Azasi bagi perjalanan menuju Allah ada tiga perkara.
DHIKIR adalah yang pertama.

Sumber: 100 Langkah

22. Fikir

Fikir. Tafakur. Shaykh Ibn Atha’illah telah berkata dalam kitab Hikam: “Fikir adalah perjalanan hati pada arena ciptaan. Fikir adalah pelita hati, jika ia hilang, hatipun kehilangan cahaya.”

Ada dua jenis fikir, pertama fikir tentang pengesahan dan iman, dan kedua, fikir tentang penyaksian dan penyingkapan. Yang pertama bagi para penyidik dan yang kedua bagi mereka yang telah tersingkap dan berpenglihatan batin.

“Banyak tanda-tanda di segenap penjuru dan pada dirimu sendiri” (Surat Fussilat ayat 53). Maka tafakur pertama adalah pengenalan atas Tauhid Allah pada ciptaan dan Amar-Nya yang harus diakui di semesta alam. Tafakur kedua haruslah selalu tentang pengenalan mendalam tentang jati diri manusia, kesatuan anggota-anggotanya, hierarki panca indra, kesadaran inti yang senantiasa hidup, dan ke-akuan yang tidak terjangkau. Tafakur ketiga terjadi pada khalwa, dalam tahapan muraqabah berjaga-jaga yang terdalam. Di sinilah terjadinya perubahan letak pusat penyaksian, ketika dihadapan kebenaran, ketidakmampuan kita menyaksikan-Nya luluh dalam kekuasaan penyaksian-Nya atas diri kita.

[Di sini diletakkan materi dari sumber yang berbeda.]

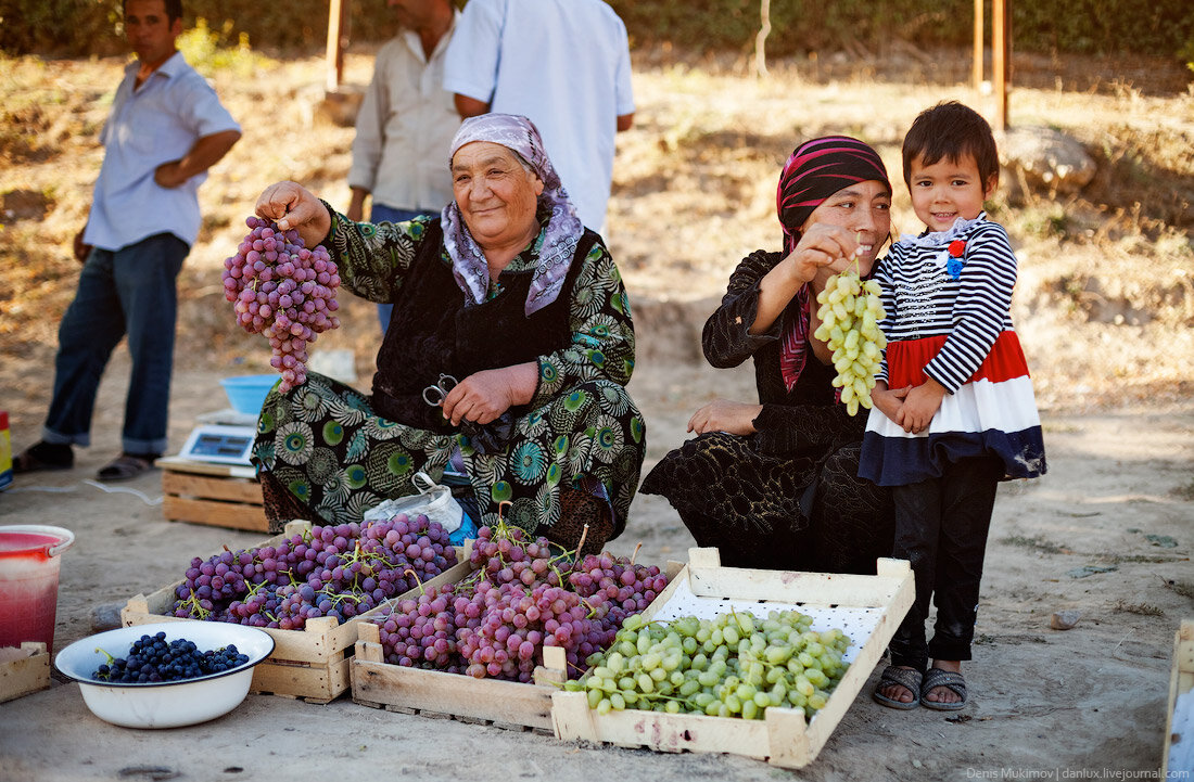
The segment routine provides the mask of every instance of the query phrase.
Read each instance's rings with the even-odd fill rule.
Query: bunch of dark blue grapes
[[[128,657],[112,657],[104,649],[107,663],[101,664],[92,678],[113,684],[152,684],[180,682],[211,673],[222,673],[248,663],[248,655],[236,651],[235,644],[201,652],[195,641],[166,641],[165,633],[142,635],[133,642]]]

Dhikir adalah indrawi, fikir adalah maknawi. Dhikir adalah lahir, fikir adalah batin.
Azas perjalanan kepada Allah ada tiga perkara. FIKIR adalah yang kedua.

Sumber: 100 Langkah

23. Himma

Azas perjalanan kepada Allah ada tiga perkara. Himma adalah yang ketiga. Shaykh ibn al-Habib berkata dalam Diwan-nya yang terkenal: “Barang siapa memiliki dhikir, fikir, dan himma tiap saat selalu naik melampaui yang selainnya. Ia akan mencapai makrifat, melampaui apa yang diidamkannya, dan segera memahami rahasia-rahasia kehidupan.”

Ia juga berkata: “Hidupkan himma-mu dengan kemauan keras dan kerinduan, dan jangan puas dengan selain Yang Maha Kekal!” Ia berkata pula: “Dan, wahai para sahabatku, himma adalah harta yang harus dimiliki, kemudian jika kau mengidamkan tujuan seluruh ahli makrifat, maka kini kau boleh menapakinya!”

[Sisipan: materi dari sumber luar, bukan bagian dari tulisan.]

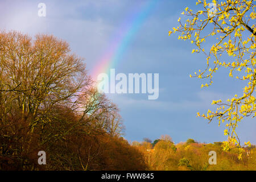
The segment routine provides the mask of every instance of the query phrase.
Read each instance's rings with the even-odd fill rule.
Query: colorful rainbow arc
[[[115,35],[109,48],[100,59],[93,69],[92,77],[97,81],[97,76],[101,73],[109,74],[110,68],[114,68],[122,61],[122,56],[137,32],[148,17],[150,12],[155,7],[158,0],[150,0],[140,9],[138,13],[129,16],[119,28]]]

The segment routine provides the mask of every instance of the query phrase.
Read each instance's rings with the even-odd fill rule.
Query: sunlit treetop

Himma, aspirasi, dijelaskan oleh Shaykh al-Akbar sebagai: “Ia diterapkan sebagai membebaskan hati melalui idamannya. Diterapkan sebagai awal keikhlasan si murid. Diterapkan bagi seluruh himma melalui penyucian kerinduan.”
Shaykh ibn al-Habib menyebutnya (himma) sebagai tunggangan, karena dengan himma-lah engkau menempuh jalan setapak ini.

Inilah apa yang pertama kali mendetakkan hati yang menggerakkan si pencari untuk mencari seorang pembimbing lalu mempelajari asas-asas keahlian ini. Kemudian, ketika ia telah mahir dalam perilaku ini, suatu letargi* mengendap dalam hati si pencari, karena ia telah keliru memandang caranya sebagai tujuannya. Himma-lah yang kembali membangkitkan si pencari, di pertengahan lintasan jalan setapak yang sulit itu. Di pertengahan jalan harus diingat bahwa apa yang sebelumnya adalah himma akan berubah sepenuhnya, karena akhirnya ia berubah menjadi hasrat untuk kembali ke ruang audiensi demi arak penyaksian dan salam Sang Kekasih.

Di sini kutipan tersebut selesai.